Fortinet Forum
The Forums are a place to find answers on a range of Fortinet products from peers and product experts.
AlexHelloworld
New Contributor

Allow access to SSL VPN for specified user from specified ip address

Fortigate 100E

How can i allow access to SSL VPN for one specified user from one specified ip address only?
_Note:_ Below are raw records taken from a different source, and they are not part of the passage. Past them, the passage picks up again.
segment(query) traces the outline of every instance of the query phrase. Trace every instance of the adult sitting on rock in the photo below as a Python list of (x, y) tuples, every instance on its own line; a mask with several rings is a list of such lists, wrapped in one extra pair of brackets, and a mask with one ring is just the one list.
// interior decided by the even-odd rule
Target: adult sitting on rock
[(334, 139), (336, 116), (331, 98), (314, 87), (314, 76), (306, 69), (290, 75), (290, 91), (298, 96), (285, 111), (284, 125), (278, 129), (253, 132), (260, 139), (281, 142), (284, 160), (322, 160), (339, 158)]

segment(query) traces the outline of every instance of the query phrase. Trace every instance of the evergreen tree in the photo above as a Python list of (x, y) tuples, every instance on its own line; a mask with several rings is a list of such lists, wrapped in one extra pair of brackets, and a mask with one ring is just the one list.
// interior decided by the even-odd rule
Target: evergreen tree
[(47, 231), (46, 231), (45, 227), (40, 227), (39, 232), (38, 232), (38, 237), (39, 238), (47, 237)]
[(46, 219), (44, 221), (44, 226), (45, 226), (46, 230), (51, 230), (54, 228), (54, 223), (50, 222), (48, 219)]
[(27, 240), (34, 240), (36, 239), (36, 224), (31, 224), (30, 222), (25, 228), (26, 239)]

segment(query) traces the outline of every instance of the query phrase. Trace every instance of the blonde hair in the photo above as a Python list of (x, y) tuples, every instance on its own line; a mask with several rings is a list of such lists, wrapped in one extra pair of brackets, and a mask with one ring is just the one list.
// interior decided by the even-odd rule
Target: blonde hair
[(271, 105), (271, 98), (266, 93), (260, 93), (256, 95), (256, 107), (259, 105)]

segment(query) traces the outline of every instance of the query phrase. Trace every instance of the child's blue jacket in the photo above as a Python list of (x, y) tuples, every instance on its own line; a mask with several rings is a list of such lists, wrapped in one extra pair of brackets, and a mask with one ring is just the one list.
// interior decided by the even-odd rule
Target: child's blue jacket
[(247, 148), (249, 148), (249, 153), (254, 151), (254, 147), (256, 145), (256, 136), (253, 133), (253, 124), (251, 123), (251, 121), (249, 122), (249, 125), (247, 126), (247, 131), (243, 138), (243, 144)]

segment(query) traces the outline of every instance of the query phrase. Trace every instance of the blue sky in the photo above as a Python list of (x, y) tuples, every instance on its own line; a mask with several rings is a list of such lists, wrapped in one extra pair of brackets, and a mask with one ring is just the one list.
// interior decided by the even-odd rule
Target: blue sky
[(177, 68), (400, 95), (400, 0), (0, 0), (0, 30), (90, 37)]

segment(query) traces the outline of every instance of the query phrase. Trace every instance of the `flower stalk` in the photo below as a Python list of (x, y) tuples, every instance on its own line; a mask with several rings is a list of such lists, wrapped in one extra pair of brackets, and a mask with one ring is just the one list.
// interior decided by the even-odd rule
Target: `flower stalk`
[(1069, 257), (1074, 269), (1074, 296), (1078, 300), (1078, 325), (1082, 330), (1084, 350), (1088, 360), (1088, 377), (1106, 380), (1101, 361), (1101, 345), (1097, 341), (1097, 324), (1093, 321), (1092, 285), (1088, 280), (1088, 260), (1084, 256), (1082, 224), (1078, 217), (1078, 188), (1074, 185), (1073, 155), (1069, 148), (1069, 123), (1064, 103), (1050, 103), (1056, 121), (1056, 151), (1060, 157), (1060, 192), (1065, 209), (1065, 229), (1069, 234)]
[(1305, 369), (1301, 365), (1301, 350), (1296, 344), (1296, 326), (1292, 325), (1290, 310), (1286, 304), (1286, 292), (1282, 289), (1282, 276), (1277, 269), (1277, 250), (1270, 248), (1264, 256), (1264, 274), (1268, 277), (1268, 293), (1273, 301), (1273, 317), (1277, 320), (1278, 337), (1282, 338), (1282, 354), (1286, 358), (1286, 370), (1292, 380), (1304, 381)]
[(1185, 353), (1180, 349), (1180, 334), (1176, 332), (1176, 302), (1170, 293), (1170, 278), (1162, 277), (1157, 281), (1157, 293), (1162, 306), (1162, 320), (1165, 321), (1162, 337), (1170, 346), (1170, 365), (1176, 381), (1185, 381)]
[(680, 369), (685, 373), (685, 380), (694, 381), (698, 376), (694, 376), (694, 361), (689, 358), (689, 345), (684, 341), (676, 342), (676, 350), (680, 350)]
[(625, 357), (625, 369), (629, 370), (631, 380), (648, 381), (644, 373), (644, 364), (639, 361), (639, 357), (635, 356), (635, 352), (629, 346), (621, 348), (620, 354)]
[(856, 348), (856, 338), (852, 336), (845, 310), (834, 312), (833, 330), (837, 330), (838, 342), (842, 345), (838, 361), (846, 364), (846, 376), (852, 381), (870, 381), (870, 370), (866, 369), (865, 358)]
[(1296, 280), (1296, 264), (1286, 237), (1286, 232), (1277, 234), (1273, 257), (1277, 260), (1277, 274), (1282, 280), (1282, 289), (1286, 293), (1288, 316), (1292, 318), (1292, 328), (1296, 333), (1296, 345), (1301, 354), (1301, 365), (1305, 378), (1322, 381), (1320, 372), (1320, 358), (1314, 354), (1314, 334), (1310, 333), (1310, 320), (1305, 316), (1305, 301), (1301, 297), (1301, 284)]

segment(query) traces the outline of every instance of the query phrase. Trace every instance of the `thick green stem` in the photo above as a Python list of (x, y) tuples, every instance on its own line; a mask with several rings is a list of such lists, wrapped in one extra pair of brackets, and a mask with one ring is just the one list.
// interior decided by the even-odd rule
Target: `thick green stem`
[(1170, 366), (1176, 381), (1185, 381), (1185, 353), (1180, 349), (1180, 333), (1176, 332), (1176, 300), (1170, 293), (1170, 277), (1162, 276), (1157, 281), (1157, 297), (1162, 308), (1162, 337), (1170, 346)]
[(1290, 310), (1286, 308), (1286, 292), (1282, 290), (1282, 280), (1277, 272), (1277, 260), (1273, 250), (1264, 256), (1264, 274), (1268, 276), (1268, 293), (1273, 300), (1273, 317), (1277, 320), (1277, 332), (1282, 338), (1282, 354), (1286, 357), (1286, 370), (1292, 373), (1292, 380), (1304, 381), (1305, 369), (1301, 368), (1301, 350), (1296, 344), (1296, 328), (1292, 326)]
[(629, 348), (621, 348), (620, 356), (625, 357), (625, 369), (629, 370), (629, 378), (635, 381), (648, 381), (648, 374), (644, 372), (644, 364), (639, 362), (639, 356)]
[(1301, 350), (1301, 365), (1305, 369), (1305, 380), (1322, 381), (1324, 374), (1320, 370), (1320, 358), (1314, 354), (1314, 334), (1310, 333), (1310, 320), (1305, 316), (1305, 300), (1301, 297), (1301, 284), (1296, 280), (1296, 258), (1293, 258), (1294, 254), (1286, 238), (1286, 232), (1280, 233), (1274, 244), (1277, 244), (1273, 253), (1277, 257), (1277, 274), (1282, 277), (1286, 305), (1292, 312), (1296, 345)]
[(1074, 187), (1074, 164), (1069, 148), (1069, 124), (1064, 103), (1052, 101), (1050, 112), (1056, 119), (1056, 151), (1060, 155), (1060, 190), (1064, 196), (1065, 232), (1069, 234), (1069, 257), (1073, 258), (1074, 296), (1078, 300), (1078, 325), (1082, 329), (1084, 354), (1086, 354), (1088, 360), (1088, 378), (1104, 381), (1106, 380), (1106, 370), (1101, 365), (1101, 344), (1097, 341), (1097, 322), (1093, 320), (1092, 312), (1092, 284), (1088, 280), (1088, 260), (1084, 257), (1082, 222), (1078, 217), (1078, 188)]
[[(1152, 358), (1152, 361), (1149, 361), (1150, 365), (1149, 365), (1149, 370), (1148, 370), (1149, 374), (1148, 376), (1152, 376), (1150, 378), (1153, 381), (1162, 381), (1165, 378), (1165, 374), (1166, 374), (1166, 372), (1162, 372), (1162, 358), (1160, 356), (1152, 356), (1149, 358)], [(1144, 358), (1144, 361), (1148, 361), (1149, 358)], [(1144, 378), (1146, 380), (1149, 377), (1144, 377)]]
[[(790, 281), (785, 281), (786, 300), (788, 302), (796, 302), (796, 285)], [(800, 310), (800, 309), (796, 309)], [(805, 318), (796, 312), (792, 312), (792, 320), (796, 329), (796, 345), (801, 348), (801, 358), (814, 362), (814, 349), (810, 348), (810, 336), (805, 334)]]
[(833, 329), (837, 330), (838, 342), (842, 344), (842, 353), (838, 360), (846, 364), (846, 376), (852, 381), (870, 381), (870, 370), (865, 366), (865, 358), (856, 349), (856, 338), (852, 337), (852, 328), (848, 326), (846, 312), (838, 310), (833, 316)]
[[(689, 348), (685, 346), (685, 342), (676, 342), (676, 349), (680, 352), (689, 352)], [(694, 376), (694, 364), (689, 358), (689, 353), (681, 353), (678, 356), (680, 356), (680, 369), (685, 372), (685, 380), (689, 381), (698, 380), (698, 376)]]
What is the best practise to that?

Thanks!

8 REPLIES 8
orani
Contributor II

do you mean allow a user from specific ip inside your network to connect to an external vpn server?

Orestis Nikolaidis

Network Engineer/IT Administrator

orani
Contributor II

In any case this is not relevant to web filtering.

 

In case you want to allow a user from internal network to access a vpn gateway:

 

Define a static ip for the specific user's pc.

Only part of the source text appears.